WASHINGTON – A startling increase in diabetes cases in Maryland should serve as a “wake-up call” to younger Marylanders that they need to change unhealthy habits now, state health officials said.
Obesity and unhealthy lifestyles contributed to a 70 percent increase in diabetes cases among individuals 30-39 years old across the country, according to health experts. Experts are most troubled by the increase in those diabetes cases among adults, also called Type II diabetes.
Diabetes cases overall rose by more than 30 percent in the United States from 1990-98, according to the federal Centers for Disease Control and Prevention, and by more than 35 percent in Maryland.
Earl Schurman of Maryland Division of Diabetes Control called the increase in Type II cases “very disconcerting.” In 1997, diabetes cost the state about $2.7 billion and the state now faces the possibility of spending even more money now on an ailment that could be prevented by proper diet and exercise.
“It is going to create a huge overload on the health-care system,” said Schurman.

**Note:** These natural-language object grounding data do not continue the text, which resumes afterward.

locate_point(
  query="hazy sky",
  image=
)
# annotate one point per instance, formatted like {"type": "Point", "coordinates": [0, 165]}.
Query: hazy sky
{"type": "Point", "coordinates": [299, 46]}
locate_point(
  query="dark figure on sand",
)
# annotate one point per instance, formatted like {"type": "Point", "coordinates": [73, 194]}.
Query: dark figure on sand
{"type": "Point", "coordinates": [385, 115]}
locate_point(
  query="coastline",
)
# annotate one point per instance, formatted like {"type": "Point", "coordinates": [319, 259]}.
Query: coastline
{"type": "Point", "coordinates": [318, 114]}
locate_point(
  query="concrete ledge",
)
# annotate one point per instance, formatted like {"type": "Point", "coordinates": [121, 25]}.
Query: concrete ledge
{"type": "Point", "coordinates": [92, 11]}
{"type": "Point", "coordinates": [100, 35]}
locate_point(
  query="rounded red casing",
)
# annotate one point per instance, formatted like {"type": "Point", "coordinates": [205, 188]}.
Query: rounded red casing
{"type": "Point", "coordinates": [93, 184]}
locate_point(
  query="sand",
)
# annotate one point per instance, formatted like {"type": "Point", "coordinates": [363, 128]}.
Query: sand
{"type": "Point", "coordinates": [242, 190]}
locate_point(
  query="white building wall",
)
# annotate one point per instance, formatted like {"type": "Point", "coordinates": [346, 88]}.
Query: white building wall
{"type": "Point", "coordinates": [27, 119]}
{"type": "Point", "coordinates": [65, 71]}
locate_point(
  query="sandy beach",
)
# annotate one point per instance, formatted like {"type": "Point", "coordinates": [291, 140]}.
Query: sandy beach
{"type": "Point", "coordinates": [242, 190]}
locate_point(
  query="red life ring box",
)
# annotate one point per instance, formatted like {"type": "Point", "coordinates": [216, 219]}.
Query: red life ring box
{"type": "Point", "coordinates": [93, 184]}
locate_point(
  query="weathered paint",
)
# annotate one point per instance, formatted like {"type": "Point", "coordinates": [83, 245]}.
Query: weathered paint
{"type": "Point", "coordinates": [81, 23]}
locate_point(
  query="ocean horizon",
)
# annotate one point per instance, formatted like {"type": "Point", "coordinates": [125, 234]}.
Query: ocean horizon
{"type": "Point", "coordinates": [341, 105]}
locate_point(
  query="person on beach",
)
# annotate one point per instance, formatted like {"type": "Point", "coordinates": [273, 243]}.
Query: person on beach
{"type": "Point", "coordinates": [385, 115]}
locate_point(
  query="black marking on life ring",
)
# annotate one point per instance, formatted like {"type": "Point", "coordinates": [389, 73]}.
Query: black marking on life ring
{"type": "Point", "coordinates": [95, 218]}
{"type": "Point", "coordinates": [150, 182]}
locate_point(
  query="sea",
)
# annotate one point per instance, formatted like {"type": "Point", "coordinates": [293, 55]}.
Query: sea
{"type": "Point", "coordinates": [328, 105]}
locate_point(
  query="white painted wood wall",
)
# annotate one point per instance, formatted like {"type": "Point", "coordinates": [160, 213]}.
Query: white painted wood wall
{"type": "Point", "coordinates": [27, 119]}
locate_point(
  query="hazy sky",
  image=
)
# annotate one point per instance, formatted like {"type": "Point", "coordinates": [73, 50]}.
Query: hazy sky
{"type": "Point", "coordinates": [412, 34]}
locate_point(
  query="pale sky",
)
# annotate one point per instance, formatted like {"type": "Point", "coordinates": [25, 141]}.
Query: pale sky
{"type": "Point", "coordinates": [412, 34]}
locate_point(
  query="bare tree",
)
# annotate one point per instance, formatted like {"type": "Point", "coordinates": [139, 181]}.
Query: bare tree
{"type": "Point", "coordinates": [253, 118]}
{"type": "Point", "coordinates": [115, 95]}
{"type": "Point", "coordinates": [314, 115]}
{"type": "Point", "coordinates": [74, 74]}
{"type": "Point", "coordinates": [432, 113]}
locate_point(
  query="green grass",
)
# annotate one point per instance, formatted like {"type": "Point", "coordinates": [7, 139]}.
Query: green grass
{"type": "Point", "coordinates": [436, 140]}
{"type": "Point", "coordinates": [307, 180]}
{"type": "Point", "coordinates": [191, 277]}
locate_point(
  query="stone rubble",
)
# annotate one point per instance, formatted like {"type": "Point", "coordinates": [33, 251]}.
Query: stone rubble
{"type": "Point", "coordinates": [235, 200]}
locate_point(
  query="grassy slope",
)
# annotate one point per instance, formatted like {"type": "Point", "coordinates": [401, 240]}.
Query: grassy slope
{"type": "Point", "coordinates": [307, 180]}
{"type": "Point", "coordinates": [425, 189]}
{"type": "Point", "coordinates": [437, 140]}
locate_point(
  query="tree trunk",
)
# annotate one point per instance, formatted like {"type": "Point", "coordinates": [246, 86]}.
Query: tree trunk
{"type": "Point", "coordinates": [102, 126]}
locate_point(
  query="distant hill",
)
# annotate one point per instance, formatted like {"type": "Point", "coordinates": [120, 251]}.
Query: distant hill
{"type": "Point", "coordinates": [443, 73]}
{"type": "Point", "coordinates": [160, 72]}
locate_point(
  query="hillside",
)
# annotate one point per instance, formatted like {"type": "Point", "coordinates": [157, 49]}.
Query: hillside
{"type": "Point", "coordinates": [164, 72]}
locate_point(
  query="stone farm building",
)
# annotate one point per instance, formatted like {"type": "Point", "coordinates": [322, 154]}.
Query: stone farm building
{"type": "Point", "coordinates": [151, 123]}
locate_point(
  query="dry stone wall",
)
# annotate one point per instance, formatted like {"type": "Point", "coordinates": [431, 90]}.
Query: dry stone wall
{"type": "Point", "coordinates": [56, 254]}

In 1997, more than 210,000 adults in Maryland were diagnosed with diabetes, about 5.5 percent of the population, according to CDC statistics.
The CDC study also reported an apparent link between the prevalence of diabetes and the number of obese people in a given area. Health officials blame some of the increase on lifestyle changes over the past few years.
“I think clearly this is a mandate to take a look at the correlation,” between lifestyle and diabetes, Schurman said.
Day-to-day activities just aren’t as physical anymore said Mary Kay Sones, health communication specialist for the CDC.
“We can do things on-line now that we weren’t able to do before,” said Sones, noting that people can even avoid the light exertion of pushing a shopping cart by buying their groceries on-line.
Another contributing factor is that many school lunches are high in fat, Schurman said.
Physicians and health-care practitioners expect to see the most common form of diabetes, Type II, in individuals past age 40. Diabetes often leads to additional complications such as heart disease and non-healing leg or foot ulcers.
Health-care officials say that all they can do is expand their teaching efforts and hope the message kicks in. Maryland officials expect to begin focusing on the benefits of proper diet and exercise as well as the correlation between obesity and diabetes for all age groups in the future.
“We’re kind of being told by CDC to expand our focus,” Schurman said.
Even though they said the CDC report will have the benefit of spurring renewed action against diabetes, officials indicated the study had some faults.
“It could be a situation where, in the past, the numbers may have been underreported,” said Marty Schaefer of the American Diabetes Association Maryland chapter.
Another reason for Maryland’s relatively high increase may be the fact that the state has a disproportionately higher number of African-Americans than rest of the country, Schurman said. African-Americans, who tend to be more predisposed to diabetes, make up 25 percent of Maryland’s population compared to about 13 percent of the U.S. population.
On the other hand, both the authors of the study and some officials believe the numbers could actually be higher.
The survey, published in the September, was based on phone interviews. But officials note that individuals without telephones tend to be of low socioeconomic status, which is also mostly associated with diabetes and obesity.
Ten states were not included in the study because of insufficient data.